Evidence concerning a defendant's tattoo or nickname is not
prejudicial when used to prove something at issue in a trial, such as the
identification of the defendant. See generally Stevenson v. Texas, 963 S.W.2d
801 (Tex. App. 1998) (holding defendant's "bitch killa" tattoo was admissible
evidence of gang membership). In the instant case, the State did not use
Day's tattoo or nickname for any purpose other than to attack his character.
The solicitor repeatedly referred to Day as an outlaw in her closing argument
in order to paint a picture of Day as someone who was proud of his status as
an outlaw, who felt he was above the law, and who was able to deceive law
enforcement by hiding evidence and concocting a story about self-defense.

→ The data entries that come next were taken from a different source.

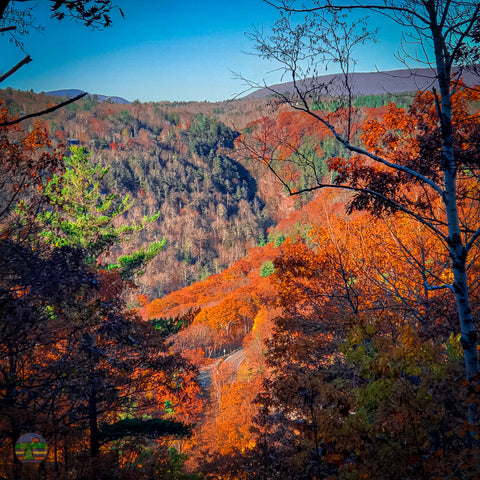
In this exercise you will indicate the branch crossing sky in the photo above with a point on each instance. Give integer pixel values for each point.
(162, 50)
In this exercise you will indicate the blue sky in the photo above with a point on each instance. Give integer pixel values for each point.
(162, 50)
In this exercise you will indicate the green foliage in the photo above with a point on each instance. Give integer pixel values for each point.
(267, 268)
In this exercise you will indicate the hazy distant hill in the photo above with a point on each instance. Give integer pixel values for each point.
(72, 92)
(375, 83)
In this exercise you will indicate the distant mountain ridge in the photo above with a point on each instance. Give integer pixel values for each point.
(73, 92)
(373, 83)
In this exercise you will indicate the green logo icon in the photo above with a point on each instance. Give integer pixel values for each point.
(31, 448)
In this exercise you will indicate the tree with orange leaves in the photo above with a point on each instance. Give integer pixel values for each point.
(432, 160)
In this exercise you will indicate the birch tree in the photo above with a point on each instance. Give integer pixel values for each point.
(445, 36)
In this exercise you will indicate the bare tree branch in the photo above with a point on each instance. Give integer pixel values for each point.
(43, 112)
(19, 65)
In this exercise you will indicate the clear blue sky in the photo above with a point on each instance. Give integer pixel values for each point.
(162, 50)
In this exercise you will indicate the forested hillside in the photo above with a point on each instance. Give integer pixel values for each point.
(175, 159)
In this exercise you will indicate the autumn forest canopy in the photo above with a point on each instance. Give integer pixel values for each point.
(283, 286)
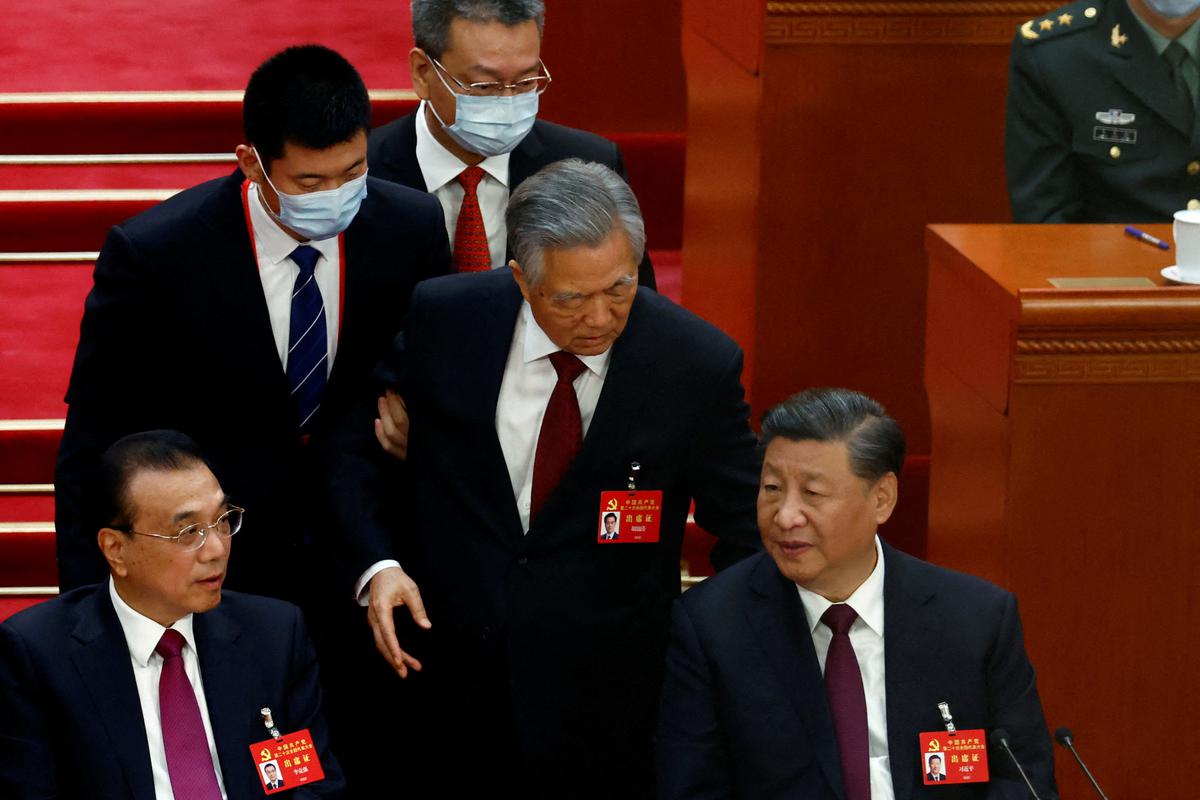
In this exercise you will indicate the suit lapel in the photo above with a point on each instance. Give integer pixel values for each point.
(497, 322)
(231, 272)
(526, 158)
(226, 661)
(911, 641)
(777, 615)
(101, 657)
(400, 155)
(1144, 72)
(628, 367)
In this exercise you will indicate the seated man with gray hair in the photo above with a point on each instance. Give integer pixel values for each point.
(541, 396)
(813, 669)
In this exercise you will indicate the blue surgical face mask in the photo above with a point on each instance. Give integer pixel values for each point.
(319, 215)
(489, 126)
(1174, 8)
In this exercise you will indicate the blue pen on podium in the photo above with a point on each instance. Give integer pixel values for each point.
(1146, 238)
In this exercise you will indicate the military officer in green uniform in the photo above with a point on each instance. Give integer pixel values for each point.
(1102, 113)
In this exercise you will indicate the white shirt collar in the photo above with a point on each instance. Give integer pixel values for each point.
(439, 166)
(142, 633)
(867, 601)
(273, 241)
(539, 346)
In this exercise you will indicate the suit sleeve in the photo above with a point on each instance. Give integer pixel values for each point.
(115, 340)
(693, 763)
(1043, 185)
(1015, 707)
(364, 481)
(27, 761)
(645, 270)
(724, 468)
(304, 693)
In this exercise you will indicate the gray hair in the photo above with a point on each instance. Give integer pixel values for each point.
(432, 18)
(873, 438)
(569, 204)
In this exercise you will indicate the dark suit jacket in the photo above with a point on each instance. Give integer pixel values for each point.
(1061, 161)
(393, 156)
(175, 335)
(555, 607)
(744, 709)
(71, 723)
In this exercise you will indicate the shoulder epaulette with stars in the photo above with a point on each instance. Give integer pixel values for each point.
(1061, 22)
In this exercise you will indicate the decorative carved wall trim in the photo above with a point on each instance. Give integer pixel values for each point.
(1128, 368)
(964, 8)
(1083, 347)
(898, 23)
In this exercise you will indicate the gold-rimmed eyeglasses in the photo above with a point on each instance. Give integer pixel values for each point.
(193, 536)
(497, 88)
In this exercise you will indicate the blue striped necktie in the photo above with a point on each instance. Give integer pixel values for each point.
(307, 344)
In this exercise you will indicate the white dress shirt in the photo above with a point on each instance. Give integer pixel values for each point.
(528, 382)
(279, 274)
(142, 636)
(441, 169)
(867, 637)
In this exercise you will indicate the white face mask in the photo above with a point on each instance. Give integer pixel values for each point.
(319, 215)
(489, 126)
(1174, 8)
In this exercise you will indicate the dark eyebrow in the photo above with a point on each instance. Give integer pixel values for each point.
(305, 176)
(497, 76)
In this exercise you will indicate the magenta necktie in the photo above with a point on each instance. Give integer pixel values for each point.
(844, 685)
(562, 432)
(189, 761)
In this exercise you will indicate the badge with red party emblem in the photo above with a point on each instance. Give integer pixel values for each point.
(286, 762)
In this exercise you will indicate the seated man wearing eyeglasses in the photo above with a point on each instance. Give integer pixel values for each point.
(155, 684)
(477, 134)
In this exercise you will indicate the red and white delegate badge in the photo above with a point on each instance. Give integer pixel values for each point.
(948, 758)
(287, 762)
(629, 517)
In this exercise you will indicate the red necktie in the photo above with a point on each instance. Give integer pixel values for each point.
(189, 761)
(562, 432)
(844, 685)
(471, 252)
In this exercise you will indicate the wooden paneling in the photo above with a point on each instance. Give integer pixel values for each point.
(1079, 493)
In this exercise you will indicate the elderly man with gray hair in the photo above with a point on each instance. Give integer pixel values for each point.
(541, 396)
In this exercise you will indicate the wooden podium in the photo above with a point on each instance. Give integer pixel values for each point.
(1065, 401)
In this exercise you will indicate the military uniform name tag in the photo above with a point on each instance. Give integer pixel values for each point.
(1121, 136)
(949, 758)
(286, 762)
(629, 517)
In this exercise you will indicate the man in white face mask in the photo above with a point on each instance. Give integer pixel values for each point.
(477, 134)
(1103, 113)
(247, 312)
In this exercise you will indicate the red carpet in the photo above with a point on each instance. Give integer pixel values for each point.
(39, 331)
(191, 44)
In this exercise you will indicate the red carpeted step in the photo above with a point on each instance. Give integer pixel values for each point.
(25, 501)
(11, 605)
(16, 173)
(142, 122)
(120, 44)
(27, 554)
(67, 220)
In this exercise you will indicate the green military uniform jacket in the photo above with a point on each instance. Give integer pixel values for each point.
(1096, 131)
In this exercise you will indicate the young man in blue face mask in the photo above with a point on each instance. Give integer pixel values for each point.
(1103, 113)
(475, 136)
(247, 312)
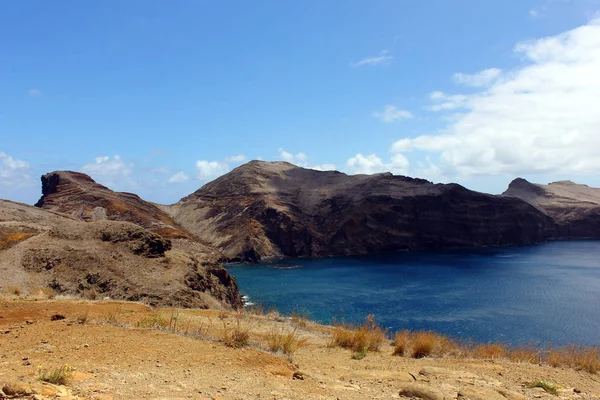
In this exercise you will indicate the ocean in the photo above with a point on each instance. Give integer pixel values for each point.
(546, 293)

A prosecutor's comments deprive the accused of due process of law
where the comments "so infected the trial with unfairness as to make the
resulting conviction a denial of due process." State v. Tubbs, 333 S.C. 316,
509 S.E.2d 815 (1999) (quoting Donnelly v. DeChristoforo, 416 U.S. 637, 643,
94 S. Ct. 1868, 1871, 40 L. Ed.2d 431, 437 (1974)). This Court held in State
v. Tubbs, supra, that a prosecutor's use of a nickname can deprive the
defendant of due process if the use of the nickname is so excessive and
repetitious as to infect the entire trial with unfairness. In Tubbs, the
solicitor's reference to defendant's nickname, "Cobra", during summation did
not infect the entire trial with unfairness because it was only used seven
times, and one of those times was used to establish identity. Id. at 316, 509
S.E.2d at 818. However, in State v. Hawkins, 292 S.C. 418, 357 S.E.2d 10
p.391
(1987) overruled on other grounds by State v. Torrence, 305 S.C. 45, 406
S.E.2d 315 (1991), this Court held that the solicitor's reference to defendant's
nickname, "Mad Dog", over forty times during the guilt and sentencing phase
was excessive and repetitious and denied the defendant due process.

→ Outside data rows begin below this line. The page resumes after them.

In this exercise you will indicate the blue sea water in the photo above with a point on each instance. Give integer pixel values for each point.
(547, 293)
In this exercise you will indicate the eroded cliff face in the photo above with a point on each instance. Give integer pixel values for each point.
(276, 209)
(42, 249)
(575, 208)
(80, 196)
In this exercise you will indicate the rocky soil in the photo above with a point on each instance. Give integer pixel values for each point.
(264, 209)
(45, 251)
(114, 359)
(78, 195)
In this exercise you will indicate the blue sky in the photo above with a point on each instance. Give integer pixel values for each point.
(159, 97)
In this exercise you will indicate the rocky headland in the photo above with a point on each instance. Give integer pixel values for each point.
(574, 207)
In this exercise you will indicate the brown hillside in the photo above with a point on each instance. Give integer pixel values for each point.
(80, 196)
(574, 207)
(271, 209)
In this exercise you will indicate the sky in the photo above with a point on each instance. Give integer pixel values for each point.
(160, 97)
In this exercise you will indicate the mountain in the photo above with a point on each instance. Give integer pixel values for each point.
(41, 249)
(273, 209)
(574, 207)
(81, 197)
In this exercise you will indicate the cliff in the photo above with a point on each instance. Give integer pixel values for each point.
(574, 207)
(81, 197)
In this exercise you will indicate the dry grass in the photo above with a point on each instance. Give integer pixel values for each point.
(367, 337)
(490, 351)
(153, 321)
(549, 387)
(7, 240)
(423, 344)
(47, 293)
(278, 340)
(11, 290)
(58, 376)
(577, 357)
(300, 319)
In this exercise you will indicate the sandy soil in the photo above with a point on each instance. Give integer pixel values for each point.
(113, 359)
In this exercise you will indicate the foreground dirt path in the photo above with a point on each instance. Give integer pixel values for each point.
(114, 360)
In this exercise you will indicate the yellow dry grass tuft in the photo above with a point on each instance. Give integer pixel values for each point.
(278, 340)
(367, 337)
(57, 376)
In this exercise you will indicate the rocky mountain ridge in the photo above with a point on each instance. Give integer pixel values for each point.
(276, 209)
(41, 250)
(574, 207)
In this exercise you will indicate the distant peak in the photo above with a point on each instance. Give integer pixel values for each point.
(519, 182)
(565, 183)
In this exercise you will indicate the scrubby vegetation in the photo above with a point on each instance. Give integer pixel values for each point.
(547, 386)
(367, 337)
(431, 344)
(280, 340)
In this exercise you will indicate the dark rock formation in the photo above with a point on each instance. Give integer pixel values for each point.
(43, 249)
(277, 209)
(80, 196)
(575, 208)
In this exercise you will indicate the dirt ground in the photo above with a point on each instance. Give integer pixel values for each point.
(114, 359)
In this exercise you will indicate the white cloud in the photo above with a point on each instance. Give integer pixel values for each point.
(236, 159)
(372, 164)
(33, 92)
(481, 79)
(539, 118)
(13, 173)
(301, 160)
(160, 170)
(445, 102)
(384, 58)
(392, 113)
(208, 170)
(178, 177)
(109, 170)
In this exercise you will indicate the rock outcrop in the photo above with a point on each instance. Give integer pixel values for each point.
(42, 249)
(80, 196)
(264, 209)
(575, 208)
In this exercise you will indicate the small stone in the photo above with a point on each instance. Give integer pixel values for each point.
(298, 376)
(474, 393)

The solicitor referred to Day as an outlaw or to the word "outlaw"
twenty three times during her summation. The solicitor's reference to the
nickname was excessive and repetitious, and was not used to prove any
matter in controversy. The solicitor's continuous use of the nickname was
extremely prejudicial because it was used to portray Day as a "planner",
someone who was accustomed to deluding law enforcement, and someone
who was proud of his notoriety as an outlaw. The following examples from
the solicitor's summation illustrate how she utilized the term "outlaw" to
impugn Day's character:
"I'm going to be the outlaw. I'm going to be the famous man. I'm
going to make history in Aiken County."
"I get my gun and do I just take just enough to put the five shots,
huh-uh. I'm a planner. I'm an outlaw."
"I can be the outlaw because I have decided I'm the outlaw and
I'm going to do what it takes now."
"I know I planned it. I made the decision of what I was going to
do. I am an outlaw, hit man and I get to do whatever I please."
The solicitor closed her summation with the following:
"And, ladies and gentlemen, the law of this county, the law of
this state, the law in this country is that that is murder and the
only, only verdict that is appropriate on both counts for the
murder and then the use of that pistol in commission of that
murder is guilty for this, man, the outlaw, Raymond Day."
Overall, the use of the term "outlaw" permeates the solicitor's closing
argument, infects the trial with unfairness, and deprives Day of due process
of law.
p.392
CONCLUSION
Based on the foregoing, we REVERSE Day's convictions for murder,
and possession of a firearm or knife during the commission of or attempt to
commit a violent crime and REMAND for a new trial.
Waller, Burnett, Pleicones, JJ., and Acting Justice J. Ernest Kinard, Jr., concur.